Neither thumbs up nor thumbs down for The Triumph of Seeds: How Grains, Nuts, Kernels, Pulses and Pips Conquered the Plant Kingdom and Shaped Human History by Thor Hanson. History/botany.
There are a couple of ways you could go here. You could talk about (1) the science behind the workings of seeds; (2) how they fit into ecosystems; (3) their importance to human culture and development; (4) their nutritive value; (5) the importance of, and methodology for, saving unusual seed varieties in viable form; or (6) their future in the face of changing agricultural patterns and genetic modification. Well, the author explicitly avoids (6), which is fine by me. (5) is well treated, but I was familiar with seed banks already; if you want to know, read the Wikipedia article. He skips (4) entirely. (3) is touched upon, but not particularly interestingly. There was some stuff about (2), which would have made a good article of 3-6 pages. (1) is what a lot of the book regards, and is primarily what I was curious about. How do seeds do what they do? The problem quickly became clear: we just don’t freaking know. And it’s all padded out by info about Mendel’s pea-breeding experiments that I hope you learned in high school. Skim, if you read it at all.
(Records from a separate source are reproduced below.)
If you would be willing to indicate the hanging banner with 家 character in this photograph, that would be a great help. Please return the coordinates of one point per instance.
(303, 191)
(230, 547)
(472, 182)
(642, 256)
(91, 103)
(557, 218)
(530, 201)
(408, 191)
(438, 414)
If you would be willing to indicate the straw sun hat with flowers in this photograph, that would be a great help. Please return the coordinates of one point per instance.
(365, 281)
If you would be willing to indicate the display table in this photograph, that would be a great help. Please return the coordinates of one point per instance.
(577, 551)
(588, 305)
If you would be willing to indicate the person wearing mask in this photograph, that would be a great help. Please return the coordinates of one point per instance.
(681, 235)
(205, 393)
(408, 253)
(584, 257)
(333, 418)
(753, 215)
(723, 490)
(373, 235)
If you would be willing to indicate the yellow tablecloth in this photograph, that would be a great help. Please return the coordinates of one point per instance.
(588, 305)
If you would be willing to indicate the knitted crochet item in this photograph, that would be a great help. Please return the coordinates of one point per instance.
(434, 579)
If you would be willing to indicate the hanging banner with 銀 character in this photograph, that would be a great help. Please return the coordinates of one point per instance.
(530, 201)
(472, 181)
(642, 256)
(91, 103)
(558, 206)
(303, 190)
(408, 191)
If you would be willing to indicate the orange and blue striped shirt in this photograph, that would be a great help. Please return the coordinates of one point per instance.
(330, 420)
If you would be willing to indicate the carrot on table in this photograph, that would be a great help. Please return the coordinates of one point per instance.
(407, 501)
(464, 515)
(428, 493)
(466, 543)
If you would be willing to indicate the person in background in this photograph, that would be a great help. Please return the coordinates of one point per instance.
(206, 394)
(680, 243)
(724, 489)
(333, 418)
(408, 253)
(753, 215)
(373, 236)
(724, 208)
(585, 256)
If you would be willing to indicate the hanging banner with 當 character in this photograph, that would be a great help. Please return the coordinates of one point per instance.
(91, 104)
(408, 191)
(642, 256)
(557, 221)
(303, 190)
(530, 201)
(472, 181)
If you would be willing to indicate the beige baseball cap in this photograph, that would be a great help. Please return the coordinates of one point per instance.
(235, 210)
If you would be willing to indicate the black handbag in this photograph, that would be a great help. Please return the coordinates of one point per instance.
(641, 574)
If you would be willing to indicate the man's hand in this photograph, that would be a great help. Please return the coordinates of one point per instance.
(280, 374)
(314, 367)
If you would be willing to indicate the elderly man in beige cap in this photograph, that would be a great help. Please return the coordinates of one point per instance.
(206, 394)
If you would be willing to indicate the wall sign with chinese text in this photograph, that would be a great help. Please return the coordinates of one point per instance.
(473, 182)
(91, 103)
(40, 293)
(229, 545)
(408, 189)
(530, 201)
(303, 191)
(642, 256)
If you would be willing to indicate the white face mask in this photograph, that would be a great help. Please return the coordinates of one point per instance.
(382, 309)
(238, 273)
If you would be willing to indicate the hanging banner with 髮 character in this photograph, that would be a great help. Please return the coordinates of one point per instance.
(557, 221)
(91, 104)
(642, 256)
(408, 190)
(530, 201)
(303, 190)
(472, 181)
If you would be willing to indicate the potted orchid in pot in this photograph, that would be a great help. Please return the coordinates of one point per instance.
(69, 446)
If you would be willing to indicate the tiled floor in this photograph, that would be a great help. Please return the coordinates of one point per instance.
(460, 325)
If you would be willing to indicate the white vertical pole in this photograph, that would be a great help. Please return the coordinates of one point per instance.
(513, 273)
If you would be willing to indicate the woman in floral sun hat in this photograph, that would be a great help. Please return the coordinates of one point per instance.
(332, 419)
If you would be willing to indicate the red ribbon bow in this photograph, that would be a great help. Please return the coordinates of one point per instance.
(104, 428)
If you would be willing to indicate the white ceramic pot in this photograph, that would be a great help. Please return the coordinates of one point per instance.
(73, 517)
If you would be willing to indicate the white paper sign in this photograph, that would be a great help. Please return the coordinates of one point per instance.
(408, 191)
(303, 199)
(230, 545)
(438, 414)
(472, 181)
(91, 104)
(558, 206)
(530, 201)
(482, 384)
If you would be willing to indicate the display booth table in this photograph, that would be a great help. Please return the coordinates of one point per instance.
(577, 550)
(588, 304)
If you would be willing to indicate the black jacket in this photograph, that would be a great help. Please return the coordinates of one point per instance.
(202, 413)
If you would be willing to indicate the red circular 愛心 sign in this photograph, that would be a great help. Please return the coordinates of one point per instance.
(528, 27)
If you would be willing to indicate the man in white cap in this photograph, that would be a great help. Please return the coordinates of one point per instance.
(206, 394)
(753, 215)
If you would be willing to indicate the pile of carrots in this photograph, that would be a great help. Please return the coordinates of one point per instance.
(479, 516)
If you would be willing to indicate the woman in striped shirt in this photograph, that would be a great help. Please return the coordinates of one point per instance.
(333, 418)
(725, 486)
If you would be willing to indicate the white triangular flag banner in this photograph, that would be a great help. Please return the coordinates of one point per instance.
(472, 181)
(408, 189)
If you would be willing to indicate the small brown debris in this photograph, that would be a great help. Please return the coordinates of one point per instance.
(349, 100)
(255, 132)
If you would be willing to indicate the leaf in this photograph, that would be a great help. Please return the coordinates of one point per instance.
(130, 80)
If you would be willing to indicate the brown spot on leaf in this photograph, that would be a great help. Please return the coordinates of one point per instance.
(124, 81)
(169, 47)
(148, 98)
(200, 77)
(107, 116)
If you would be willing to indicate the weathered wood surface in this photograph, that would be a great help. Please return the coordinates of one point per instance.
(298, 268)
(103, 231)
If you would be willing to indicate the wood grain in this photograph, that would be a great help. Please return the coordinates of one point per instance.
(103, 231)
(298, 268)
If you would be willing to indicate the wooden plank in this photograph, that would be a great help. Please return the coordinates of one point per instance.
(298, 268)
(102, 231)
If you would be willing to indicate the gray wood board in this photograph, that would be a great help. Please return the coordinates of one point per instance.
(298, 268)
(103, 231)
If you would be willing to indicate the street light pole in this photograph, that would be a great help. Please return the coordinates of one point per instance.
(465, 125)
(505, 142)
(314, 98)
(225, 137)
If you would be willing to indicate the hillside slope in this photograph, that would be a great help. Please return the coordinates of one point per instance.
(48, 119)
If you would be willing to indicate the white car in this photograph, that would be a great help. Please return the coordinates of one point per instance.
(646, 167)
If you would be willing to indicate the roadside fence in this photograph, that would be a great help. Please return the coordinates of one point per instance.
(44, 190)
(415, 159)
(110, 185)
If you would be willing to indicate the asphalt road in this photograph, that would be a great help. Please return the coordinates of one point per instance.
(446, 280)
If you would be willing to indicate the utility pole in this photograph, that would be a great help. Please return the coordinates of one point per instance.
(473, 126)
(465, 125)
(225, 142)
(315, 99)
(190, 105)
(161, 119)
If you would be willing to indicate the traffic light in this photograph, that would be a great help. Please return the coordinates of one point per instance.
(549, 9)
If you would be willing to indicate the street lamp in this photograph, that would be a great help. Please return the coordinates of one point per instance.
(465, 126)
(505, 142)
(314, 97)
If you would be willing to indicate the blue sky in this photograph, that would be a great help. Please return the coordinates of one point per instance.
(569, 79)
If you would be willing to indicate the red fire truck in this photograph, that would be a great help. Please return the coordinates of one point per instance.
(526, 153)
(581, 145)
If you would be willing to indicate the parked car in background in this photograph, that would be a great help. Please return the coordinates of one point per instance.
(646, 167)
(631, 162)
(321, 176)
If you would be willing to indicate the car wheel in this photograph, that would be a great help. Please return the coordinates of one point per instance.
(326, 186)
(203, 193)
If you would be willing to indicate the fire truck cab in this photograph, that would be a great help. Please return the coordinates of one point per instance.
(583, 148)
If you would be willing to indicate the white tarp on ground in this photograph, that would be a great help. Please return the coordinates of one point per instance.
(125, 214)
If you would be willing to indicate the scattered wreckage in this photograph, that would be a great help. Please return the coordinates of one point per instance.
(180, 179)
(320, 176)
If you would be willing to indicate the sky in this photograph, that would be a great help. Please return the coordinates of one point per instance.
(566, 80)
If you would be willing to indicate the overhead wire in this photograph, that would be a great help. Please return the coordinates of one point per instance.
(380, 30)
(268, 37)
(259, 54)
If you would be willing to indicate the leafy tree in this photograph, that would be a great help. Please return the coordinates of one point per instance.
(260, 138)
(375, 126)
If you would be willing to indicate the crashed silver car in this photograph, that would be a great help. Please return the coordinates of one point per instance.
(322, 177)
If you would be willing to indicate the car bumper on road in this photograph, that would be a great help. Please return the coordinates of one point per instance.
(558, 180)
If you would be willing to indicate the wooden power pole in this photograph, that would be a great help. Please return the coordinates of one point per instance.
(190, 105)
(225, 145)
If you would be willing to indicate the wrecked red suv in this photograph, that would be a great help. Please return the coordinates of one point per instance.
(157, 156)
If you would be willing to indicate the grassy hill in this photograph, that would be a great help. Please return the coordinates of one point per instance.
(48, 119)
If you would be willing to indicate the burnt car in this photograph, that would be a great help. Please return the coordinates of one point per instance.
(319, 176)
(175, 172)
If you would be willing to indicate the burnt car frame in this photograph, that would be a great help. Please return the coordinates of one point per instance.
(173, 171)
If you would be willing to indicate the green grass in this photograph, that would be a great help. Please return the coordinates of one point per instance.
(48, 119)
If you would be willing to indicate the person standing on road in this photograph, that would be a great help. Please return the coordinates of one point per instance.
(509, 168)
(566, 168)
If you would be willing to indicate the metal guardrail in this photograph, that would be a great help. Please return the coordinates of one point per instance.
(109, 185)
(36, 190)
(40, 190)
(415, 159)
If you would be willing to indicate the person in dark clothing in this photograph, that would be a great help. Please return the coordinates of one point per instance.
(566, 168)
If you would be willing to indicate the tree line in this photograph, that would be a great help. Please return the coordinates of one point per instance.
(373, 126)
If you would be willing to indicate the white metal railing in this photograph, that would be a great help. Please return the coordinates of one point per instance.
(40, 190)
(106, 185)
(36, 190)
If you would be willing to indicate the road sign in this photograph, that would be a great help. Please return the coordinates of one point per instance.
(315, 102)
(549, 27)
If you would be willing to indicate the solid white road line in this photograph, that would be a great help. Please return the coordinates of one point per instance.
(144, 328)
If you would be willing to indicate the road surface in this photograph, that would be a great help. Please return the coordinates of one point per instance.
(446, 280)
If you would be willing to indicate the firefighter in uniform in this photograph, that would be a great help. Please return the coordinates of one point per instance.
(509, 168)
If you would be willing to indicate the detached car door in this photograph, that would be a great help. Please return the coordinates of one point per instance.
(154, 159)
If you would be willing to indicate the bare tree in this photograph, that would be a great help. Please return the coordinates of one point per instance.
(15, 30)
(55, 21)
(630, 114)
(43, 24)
[The date palm tree grown from a 2,000-year-old-seed] Methuselah’s story ranks as the oldest known example of a naturally germinating seed. It’s a tale of incredible endurance that provides a fitting and peaceful complement to the heroic defense of Masada, and makes it possible that Judaean dates may once again flourish in the Jordan Valley. But it’s hardly the only time that an ancient seed has sprung suddenly and surprisingly to life. In 1940, the study of seed longevity received a jolt when a German bomb hit the botany department at the British Museum. After firefighters extinguished the blaze and cleared away the debris, museum workers returned to find some of their specimens sprouting. Responding to the heat and moisture, the seeds from a silk tree collected in China in 1793 had germinated and sent up perfectly normal-looking shoots. (Three of the seedlings were planted at the nearby Chelsea Physic Garden, where another bomb hit them in 1941.) Ever since then, enterprising botanists have been pushing back the record for longevity–200 years for pincushion proteas and other African exotics discovered in a cache of privateer’s booty; 600 years for a canna lily seed preserved inside a Native American rattle; 1,300 years for Indian lotus seeds recovered from a dry lakebed. The most promising new developments come from the high Arctic, where a team recently transplanted live tissues from a tiny mustard frozen in a squirrel burrow for over 30,000 years. By itself the seed couldn’t germinate, but the fact that any of its parts stayed viable for that long suggests that Methuselah’s record is bound to fall.